Storytime!
My friend was at his friend's house back in 1990, when their dad came home. My friend noticed something on his tie, and it was a microchip. My friend was-and still is-really into computers, so he asked about it. The gentleman explained that it was a 250 megabyte memory chip.
Once again, a 250 megabyte chip, back in 1990.
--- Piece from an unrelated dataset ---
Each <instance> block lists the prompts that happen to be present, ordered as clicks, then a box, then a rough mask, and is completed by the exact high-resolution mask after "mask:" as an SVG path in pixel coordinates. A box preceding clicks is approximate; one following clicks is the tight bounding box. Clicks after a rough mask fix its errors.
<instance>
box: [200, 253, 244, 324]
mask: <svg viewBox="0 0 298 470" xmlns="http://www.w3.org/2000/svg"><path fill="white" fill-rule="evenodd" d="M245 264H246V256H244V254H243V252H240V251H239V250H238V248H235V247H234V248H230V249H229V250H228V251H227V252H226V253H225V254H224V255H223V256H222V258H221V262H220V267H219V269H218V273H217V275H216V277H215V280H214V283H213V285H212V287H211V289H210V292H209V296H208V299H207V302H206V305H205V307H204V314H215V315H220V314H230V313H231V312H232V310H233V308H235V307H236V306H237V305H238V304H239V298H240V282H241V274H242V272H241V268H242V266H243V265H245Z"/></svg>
He explained that they had a failure rate of 90%, and that most of them were simply blowing up the moment they were powered up. And indeed, the one on his tie had a small burn hole in the back, hence it's retasking as a tie clip.
The question you all need to be worried about, is: "What happened to the 10% that survived????"
What project did they end up in? How long did they have chips with a 100% success rate before they were released to the public? I mean, look at TEMPEST? It wasn't until 1985 that the non-military scientific sector was even made aware of it.
Did you think that the 1960 Monty Python sketch, "Fish License" mentioning the "Cat Detector Van" came out of the blue? They were poking fun at the TV Detector Vans, which everyone thought was ludicrous. But what we were not told, is that those vans are driving around, with their equipment tuned to the same oscillation frequency of the electron gun in the cathode ray tubes.
TV detectors in 1960.
So. Here we have a nice, public show with all kinds of clunky, ker-bonky, teeter-totter, weeble-wobble toys that look like they came out of a K'nex kit at Toys-r-Us.
Meanwhile, in some nondescript building in Reston Virginia, a group of researchers are laughing about this video/story while they wait for US Navy nukes with TS-SCI clearances to replace the Plutonium power core in the android that looks like something out of a Battlestar Galactica / Terminator cross-over.